Não é realmente muito fácil
compreender as crises atuais, pois há muitas variáveis sociais em jogo, muitas
diferenças nacionais e regionais a serem levadas em conta. Como explica o
geógrafo David Harvey (O enigma do
capital e as crises do capitalismo), regiões em franco crescimento e ascensão
contrastam com regiões em recessão e exclusão; estratégias políticas se
degladiam, novos produtos e tecnologias são criados todos os dias, prometendo
novos mercados, e assim por diante. Contudo, as crises cíclicas são cada vez
mais frequentes – após o fim dos “anos dourados do capitalismo” do pós-guerra
(1945-1973) – e parecem indicar que, na verdade, entramos numa época de crises econômicas estruturais do
sistema capitalista. Não se trata mais de crises passageiras. Também não são
crises de legitimação ideológica (ligada aos valores que sustentam a sociedade
burguesa, como se deu p.ex. na revolta dos estudantes e operários em Maio de
1968), nem só de crises sociais, políticas e ambientais. Todas essas crises são
realmente importantes, como vimos anteriormente, mas elas não parecem ser capazes
de trincar e quebrar a estrutura do sistema e colocá-lo abaixo. Talvez, somente
a crise ambiental chegue próximo a isso, pois é a base de qualquer economia. A
crise se torna realmente estrutural,
como previu Marx, quando abala e esgota os fundamentos do sistema, isto é, a
base que o sustenta: o trabalho
produtivo (elaborado sobre a natureza).
Desde o início, vale lembrar, o
capitalismo gera crises cíclicas de
superacumulação – crises em que ocorre a paralisação temporária do capital
investido, que se revela em excesso, por falta de venda das mercadorias,
incluindo aí os trabalhadores, que se tornam desempregados.
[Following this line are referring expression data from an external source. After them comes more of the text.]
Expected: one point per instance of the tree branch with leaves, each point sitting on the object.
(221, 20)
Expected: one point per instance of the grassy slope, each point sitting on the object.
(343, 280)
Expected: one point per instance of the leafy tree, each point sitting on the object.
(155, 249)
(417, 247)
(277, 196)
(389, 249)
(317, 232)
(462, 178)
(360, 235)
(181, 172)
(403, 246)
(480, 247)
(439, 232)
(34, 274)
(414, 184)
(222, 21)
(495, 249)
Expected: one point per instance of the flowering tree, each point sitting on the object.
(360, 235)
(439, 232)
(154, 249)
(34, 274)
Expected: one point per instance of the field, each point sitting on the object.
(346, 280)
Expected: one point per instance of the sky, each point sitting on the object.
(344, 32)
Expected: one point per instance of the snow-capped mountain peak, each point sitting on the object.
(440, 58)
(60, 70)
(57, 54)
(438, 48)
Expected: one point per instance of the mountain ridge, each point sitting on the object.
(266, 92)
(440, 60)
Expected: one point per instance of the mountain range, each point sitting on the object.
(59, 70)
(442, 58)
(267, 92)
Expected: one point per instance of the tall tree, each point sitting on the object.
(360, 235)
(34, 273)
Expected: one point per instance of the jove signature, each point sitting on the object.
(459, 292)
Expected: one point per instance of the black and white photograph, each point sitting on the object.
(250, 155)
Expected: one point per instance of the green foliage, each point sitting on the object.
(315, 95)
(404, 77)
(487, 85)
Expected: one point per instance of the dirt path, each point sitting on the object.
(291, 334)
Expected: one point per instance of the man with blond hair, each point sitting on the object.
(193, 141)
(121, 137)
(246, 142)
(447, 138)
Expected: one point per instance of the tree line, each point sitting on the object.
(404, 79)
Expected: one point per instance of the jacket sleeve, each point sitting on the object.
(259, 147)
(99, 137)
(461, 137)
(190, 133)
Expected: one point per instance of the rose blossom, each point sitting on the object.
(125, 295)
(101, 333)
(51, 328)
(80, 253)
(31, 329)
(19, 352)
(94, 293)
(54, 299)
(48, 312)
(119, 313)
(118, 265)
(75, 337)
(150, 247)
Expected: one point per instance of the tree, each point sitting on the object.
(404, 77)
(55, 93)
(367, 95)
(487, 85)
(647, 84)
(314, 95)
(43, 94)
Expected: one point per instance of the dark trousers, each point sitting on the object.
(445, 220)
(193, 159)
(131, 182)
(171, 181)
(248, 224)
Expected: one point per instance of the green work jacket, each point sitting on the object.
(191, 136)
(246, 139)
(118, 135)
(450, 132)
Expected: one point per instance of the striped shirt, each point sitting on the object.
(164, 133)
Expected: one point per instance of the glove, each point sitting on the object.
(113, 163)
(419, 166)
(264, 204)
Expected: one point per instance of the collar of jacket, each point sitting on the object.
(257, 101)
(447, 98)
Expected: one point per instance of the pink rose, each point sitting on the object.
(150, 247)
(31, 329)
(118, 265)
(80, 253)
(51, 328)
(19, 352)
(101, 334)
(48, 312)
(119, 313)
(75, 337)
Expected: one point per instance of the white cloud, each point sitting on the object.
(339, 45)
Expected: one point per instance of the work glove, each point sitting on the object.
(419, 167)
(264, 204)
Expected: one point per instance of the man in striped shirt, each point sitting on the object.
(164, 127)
Foi exatamente isso
o que ocorreu em 1929, quando a economia americana (e também a brasileira, com
o café) acumulou enormes capacidades produtivas e toneladas de mercadorias, mas
deixou de encontrar mercados externos na economia europeia (que se fechou, por
meio de tarifas alfandegárias elevadas, para desenvolver a sua própria
indústria, preparando-se para a 2ª Guerra). De repente, o preço das ações das
empresas se viram superestimados e supervalorizados e tiveram de cair. O que se
seguiu foram falências e desemprego de massas, que duraram até o início da 2ª
Guerra (que reativou a economia americana – a forma mais terrível, bastante
conhecida, de empurrar a economia capitalista adiante).
Essas crises cíclicas, portanto, sempre
lançaram o sistema adiante, a níveis cada vez mais elevados de produção, após
algum tempo de espera e de resolução dos pontos de estrangulamento ou saturação.
Assim, a ampliação do crédito para o consumo, o deslocamento do investimento para
novas áreas e setores (com menores salários e mais vantagens locacionais), as guerras
(que podem exigir maior produção e destruir excedentes de uma só vez), as políticas
keynesianas de investimentos estatais na economia (principalmente através da
construção de obras públicas e infraestruturas) – tudo isso sempre pôde criar
demanda artificial e fazer retomar o crescimento dos países. Mas não sem gerar dívidas, que precisam ser
pagas nos anos posteriores.
Dessa vez parece ser um tanto diferente.
O capitalismo globalizado, por meio da 3ª Revolução Industrial, acumulou
capacidades produtivas excedentes de mercadorias que já não conseguem ser totalmente
vendidas e remunerar o capital investido. Ao contrário, essas capacidades produtivas
só alimentam dívidas gigantescas –
seja para a sua produção (pois exige enormes gastos com infraestrutura produtiva e social: escolas,
universidades, saúde, estradas, portos, energia etc.), seja para o seu consumo (crédito imobiliário,
parcelamento de bens duráveis e de produção etc.). Dívidas que vão se acumulando
e se tornando insolváveis – a não ser multiplicando novos empréstimos, fazendo
incidir juros sobre juros, num esquema do tipo “bola de neve”. Vide o endividamento europeu e estadunidense nos gráficos.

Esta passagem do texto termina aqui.